Personal information
- Full name: Joseph Donnelly
- Date of birth: 1 October 1909
- Place of birth: Dundalk
- Date of death: 29 February 1992 (aged 82)
- Place of death: Dundalk
- Position(s): Midfielder

Senior career*
- Years: Team / Apps / (Gls)
- 1929–1947: Dundalk / 519 / (142)
- Belfast Celtic / 78 / (25)

International career
- 1934–1937: Republic of Ireland / 10 / (4)

= Joey Donnelly =

Irish footballer

Joseph Donnelly (1 October 1909 – 29 February 1992) was a Republic of Ireland international footballer.

Donnelly was a creative midfielder and was capped ten times for the Republic of Ireland at senior level, scoring four goals. He scored on his international debut in a 4–2 home defeat to Hungary in December 1934. He participated in the historic Irish 5-2 win against Hitler's Germany in 1936, scoring a goal. He is considered one of the greatest Irish football players of all time, having a place in the Irish Hall of Fame since 1992 after his death.
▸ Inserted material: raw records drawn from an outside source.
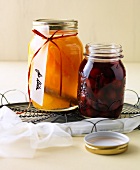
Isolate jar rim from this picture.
[33,19,78,30]
[85,43,123,58]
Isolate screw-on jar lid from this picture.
[85,43,123,58]
[84,131,129,155]
[33,19,78,30]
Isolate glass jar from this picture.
[28,19,83,111]
[77,43,126,118]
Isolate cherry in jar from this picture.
[77,44,126,118]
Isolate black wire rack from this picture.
[1,102,140,124]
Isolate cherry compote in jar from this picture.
[77,43,126,118]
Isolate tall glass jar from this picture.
[28,19,83,111]
[77,43,126,118]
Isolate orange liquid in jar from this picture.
[29,30,83,110]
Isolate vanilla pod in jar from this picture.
[28,19,83,111]
[77,43,126,118]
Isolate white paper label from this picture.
[30,25,49,106]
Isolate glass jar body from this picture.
[28,27,83,110]
[77,56,126,118]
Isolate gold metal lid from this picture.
[85,43,123,58]
[33,19,78,30]
[84,131,129,155]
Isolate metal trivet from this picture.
[1,102,140,124]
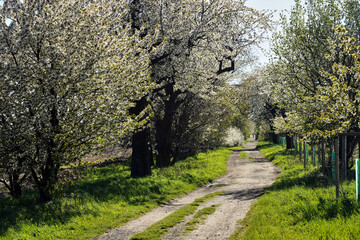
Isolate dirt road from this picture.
[97,139,280,240]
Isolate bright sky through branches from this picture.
[245,0,294,64]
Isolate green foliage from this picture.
[231,143,360,239]
[0,149,232,239]
[130,192,224,240]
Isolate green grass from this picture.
[239,152,249,159]
[184,204,220,233]
[229,143,360,239]
[0,149,232,239]
[130,192,224,240]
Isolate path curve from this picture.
[97,139,280,240]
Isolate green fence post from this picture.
[355,158,360,201]
[313,146,317,167]
[306,144,309,162]
[331,152,336,183]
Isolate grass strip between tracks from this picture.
[130,191,224,240]
[229,142,360,240]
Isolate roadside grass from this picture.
[184,204,220,233]
[130,191,224,240]
[239,152,249,159]
[0,148,232,239]
[229,143,360,240]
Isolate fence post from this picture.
[304,142,307,168]
[331,152,335,183]
[321,138,326,173]
[335,137,340,198]
[343,136,347,181]
[313,146,317,167]
[355,158,360,201]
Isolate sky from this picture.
[245,0,294,64]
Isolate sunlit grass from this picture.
[130,192,223,240]
[184,204,220,233]
[230,143,360,239]
[0,148,232,239]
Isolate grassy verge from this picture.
[230,143,360,239]
[130,192,224,240]
[0,148,232,239]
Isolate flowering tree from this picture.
[0,0,151,201]
[128,0,269,176]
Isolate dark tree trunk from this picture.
[131,129,152,177]
[155,84,181,167]
[129,97,153,177]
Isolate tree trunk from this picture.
[129,97,153,177]
[131,129,152,177]
[155,84,181,167]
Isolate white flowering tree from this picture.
[0,0,151,201]
[128,0,269,176]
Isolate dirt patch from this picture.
[97,139,280,240]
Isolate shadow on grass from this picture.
[0,161,169,236]
[0,154,219,236]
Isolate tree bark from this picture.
[155,84,181,167]
[129,97,153,177]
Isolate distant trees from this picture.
[125,0,269,176]
[0,0,270,202]
[260,0,360,167]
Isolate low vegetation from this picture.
[0,148,232,239]
[131,192,223,240]
[230,143,360,239]
[184,204,220,232]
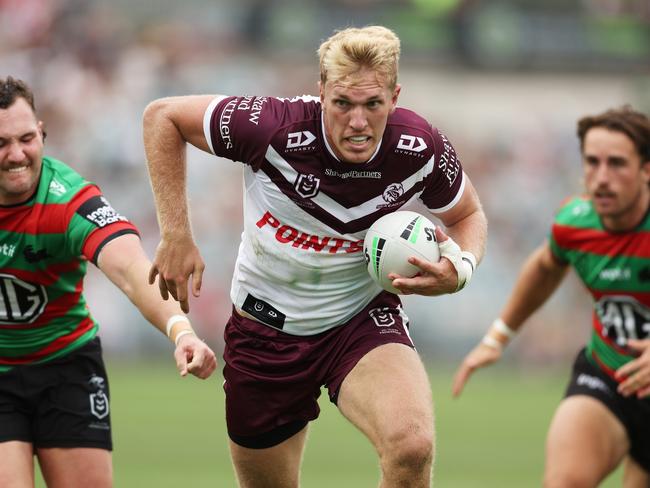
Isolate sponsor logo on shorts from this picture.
[293,173,320,198]
[77,196,127,228]
[0,273,47,324]
[368,307,395,327]
[576,373,612,395]
[256,211,363,254]
[88,375,109,420]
In his 'Book of Irish Goalscorers' Sean Ryan described Joey's international career as follows;

"Two games stand out, both at Dalymount Park. In March 1936 he celebrated St Patrick's Day with a win over Switzerland and played a crucial role in that success. The Irish Independent reported: 'Donnelly acted as a link between the halves and the forwards. Playing well behind his front-line colleague, he secured many Swiss clearances and in this way kept up or developed numerous home attacks'. Seven months later he played one of his greatest games when, with Paddy Moore, he took the German defence apart to inspire Ireland to a tremendous 5-2 win".

His last representative appearance came in 1938 when he was on the League of Ireland team defeated 3-1 the Irish League, when his performance drew the following rapturous assessment from the Irish News; 'His ball control and his happy knack of filling the inside left, left-half and sometimes the inside-right berth, reminded me of Bryn Jones, Wolves International. I haven't seen a better inside-forward display in years'.

Donnelly's was inducted into the Irish Hall of Fame in 1992.